An example would be the excellent recording of the Soviet Army Chorus
singing the Hymn to the Soviet Union, available on the Web site
dedicated to that song's history.
Or he bought them from one of the online stores. $1 per song.
That said, I solved the problem by downloading the RealOne Player for
Linux. It will play MP3's without a problem, and Real Media charges
nothing. Evidently they have a long-standing MP3 license, and their
business model allows them to distribute, free-of-charge, a player
that supports MP3, even on an open-source platform like Linux.
More likely they simply paid flat fee of $50,000 - $60,000 for
unlimited decoder license for the base (free) version of Real player,
and are paying $2.50 - $5.00 for each copy of pro (or gold, or
whatever they call it now) version they sell. While commercial
company can probably afford spending $50-60k for license for something
they are giving for free, most open source developers can't. Wich
puts them in inferior position. Something legislators hasn't
envisioned would happen.
Pretty sure they envisioned it all right ;)

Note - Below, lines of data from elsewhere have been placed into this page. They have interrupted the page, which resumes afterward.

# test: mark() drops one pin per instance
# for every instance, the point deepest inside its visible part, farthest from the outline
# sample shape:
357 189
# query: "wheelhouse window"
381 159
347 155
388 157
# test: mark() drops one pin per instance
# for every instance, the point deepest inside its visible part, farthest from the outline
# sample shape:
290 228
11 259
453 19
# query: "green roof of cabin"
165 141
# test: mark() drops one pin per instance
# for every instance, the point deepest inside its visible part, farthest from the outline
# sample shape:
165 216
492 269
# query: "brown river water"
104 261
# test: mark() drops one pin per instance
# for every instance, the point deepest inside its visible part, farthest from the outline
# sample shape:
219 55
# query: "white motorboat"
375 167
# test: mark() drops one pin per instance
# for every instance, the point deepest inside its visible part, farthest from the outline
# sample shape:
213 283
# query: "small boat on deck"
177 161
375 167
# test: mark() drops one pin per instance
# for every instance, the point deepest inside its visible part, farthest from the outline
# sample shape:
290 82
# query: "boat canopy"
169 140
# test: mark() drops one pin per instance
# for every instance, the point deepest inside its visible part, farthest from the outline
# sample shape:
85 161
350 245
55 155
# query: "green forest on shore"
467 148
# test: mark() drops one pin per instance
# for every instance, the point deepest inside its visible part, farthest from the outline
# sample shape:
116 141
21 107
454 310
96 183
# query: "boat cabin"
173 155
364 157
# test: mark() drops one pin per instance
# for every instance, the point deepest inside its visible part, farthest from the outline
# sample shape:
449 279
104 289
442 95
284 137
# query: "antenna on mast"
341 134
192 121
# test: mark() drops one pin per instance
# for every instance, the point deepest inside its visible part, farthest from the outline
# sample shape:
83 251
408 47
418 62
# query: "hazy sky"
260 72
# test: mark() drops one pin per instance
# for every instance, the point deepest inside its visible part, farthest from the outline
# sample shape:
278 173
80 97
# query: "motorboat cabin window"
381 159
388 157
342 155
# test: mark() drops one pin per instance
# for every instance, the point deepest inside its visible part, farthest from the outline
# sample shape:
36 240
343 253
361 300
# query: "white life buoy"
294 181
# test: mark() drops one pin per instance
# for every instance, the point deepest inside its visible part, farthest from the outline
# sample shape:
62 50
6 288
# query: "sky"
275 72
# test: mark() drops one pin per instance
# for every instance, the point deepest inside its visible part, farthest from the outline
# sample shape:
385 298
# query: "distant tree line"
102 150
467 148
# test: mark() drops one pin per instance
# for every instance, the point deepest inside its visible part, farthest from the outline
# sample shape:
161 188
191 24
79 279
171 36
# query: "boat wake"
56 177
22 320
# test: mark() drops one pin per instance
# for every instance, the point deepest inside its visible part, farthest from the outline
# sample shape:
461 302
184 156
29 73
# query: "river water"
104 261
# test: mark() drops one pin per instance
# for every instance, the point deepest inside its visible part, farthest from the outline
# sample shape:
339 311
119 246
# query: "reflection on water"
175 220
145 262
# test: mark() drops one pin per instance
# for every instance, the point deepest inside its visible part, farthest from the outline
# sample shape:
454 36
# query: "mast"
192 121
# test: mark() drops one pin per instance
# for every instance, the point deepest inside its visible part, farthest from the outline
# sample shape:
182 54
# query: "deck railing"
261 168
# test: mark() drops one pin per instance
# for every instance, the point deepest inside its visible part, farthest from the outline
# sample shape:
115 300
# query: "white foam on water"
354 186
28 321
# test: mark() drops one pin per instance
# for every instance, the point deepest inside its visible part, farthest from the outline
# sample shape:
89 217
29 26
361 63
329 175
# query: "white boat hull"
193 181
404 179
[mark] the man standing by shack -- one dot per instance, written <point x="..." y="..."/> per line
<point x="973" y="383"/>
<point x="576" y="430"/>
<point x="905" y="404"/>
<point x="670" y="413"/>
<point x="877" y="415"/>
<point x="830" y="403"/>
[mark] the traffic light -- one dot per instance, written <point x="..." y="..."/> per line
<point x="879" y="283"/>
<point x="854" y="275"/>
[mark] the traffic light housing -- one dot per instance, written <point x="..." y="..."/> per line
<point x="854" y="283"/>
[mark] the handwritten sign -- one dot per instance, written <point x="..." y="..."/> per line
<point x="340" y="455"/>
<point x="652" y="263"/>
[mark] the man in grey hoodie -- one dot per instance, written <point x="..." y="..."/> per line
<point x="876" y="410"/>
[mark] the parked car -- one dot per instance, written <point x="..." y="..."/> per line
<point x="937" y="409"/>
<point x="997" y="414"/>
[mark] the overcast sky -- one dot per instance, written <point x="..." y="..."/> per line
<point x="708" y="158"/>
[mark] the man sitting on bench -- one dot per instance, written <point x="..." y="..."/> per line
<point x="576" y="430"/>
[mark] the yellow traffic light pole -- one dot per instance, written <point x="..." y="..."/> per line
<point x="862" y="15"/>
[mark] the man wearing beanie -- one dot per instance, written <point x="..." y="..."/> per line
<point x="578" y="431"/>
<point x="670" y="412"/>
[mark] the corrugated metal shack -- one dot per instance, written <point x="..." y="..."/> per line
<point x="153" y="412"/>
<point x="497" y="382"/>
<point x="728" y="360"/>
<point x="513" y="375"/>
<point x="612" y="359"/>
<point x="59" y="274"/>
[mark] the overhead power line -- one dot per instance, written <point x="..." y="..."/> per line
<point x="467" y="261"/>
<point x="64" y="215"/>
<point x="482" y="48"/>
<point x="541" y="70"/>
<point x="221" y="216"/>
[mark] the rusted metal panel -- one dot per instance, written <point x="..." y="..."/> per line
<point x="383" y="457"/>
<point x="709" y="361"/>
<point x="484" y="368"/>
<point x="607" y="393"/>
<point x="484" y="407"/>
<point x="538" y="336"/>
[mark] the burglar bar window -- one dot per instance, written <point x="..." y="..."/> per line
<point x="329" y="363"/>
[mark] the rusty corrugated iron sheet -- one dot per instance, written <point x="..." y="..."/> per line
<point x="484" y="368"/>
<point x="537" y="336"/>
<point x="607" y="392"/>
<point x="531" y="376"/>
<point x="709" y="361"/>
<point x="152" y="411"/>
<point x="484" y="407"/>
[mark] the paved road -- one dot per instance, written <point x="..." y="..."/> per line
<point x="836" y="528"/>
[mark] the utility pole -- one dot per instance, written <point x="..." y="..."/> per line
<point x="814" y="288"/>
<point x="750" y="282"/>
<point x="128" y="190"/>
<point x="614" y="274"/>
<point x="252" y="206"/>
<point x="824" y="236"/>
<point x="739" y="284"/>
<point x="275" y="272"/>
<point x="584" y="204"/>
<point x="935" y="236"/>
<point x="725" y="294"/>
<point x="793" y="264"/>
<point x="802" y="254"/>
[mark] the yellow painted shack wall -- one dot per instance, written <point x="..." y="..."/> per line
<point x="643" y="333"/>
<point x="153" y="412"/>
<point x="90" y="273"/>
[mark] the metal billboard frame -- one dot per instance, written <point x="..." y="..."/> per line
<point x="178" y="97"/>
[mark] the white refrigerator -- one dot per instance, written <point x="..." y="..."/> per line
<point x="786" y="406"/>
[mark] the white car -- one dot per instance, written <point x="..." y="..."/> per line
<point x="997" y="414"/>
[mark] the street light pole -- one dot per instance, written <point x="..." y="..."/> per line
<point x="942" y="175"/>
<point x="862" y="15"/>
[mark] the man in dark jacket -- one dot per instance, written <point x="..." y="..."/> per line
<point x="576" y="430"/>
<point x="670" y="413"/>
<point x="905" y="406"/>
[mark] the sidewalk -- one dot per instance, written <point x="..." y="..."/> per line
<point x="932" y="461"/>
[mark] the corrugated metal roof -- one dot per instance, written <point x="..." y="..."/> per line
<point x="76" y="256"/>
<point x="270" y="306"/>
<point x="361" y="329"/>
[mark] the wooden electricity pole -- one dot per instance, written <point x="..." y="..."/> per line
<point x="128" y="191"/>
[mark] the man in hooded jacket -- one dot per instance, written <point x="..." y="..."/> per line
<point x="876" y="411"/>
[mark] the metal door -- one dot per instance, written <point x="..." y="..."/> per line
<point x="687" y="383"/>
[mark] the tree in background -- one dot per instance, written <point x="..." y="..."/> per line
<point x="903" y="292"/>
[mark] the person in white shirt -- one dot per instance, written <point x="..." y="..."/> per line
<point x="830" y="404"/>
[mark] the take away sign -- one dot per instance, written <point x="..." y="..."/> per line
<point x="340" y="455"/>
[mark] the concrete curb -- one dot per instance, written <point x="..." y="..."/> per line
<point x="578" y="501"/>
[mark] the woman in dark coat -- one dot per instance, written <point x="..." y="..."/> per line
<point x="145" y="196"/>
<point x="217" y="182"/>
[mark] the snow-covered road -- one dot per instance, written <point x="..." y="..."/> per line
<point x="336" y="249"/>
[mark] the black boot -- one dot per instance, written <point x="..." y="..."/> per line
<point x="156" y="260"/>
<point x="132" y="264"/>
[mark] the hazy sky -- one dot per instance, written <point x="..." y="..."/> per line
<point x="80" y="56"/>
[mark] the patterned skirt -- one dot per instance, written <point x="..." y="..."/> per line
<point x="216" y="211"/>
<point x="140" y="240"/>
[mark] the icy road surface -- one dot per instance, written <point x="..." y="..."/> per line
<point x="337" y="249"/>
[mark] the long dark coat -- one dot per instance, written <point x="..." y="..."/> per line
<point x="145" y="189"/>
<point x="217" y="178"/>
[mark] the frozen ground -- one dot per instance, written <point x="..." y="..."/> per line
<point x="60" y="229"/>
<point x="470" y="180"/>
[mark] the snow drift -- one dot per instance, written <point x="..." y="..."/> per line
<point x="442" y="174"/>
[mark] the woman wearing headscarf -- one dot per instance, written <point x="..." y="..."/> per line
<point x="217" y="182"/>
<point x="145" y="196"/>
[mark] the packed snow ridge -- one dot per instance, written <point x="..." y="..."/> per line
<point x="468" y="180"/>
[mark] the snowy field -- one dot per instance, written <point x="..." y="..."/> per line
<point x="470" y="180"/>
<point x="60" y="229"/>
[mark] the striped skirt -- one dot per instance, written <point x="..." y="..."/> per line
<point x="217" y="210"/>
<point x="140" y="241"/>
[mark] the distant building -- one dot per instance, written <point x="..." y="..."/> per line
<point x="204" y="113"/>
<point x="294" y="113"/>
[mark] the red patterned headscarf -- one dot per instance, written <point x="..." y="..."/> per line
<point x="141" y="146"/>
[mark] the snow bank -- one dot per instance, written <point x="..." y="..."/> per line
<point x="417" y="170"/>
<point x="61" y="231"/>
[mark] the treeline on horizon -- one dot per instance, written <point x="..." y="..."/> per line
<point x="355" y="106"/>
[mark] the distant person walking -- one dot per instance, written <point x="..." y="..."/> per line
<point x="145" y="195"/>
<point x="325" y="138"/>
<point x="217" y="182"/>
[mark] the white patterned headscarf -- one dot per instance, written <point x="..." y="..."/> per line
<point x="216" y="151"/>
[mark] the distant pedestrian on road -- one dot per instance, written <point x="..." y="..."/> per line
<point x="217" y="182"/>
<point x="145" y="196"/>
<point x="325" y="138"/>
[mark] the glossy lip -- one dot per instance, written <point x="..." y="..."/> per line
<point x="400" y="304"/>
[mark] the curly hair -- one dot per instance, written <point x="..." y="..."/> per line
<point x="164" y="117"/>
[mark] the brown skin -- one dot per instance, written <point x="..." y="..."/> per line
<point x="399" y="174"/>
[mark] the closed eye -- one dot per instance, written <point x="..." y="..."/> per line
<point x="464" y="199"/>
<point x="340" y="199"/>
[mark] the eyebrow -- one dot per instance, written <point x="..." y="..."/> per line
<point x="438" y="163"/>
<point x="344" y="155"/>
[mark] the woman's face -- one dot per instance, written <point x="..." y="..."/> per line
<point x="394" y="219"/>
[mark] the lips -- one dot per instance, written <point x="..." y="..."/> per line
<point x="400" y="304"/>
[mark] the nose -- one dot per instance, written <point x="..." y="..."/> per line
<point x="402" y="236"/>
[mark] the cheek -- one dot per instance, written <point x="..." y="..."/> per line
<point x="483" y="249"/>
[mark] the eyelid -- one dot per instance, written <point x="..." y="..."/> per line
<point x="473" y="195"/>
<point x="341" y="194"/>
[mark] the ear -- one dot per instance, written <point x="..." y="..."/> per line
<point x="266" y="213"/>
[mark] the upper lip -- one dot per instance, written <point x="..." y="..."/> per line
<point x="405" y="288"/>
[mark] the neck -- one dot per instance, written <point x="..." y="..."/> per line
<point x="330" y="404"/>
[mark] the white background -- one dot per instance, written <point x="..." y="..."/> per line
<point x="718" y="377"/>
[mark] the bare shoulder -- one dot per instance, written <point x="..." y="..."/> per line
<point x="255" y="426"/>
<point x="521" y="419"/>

If they was, they probably wouldn't allow for software patents, or
there would be some limitations on their applicability (believe it or
not, patent law is about giving inscentive for research and
development of any kind, so that society as hole can benefit from it,
not about companies making big money).
And what is the lobbies for? ;))
That's where the big fuss in Europe is about right know. While
Americans had allowed software patents before it was clear that it was
mistake, Europeans are now in position to see that not having software
patents actually returns greater value to the society at the end
(well, except for pattent office, that probably only thinks about all
the money they can make on patent applications which are rather
expensive over there).
Basically, who cares about "the society"?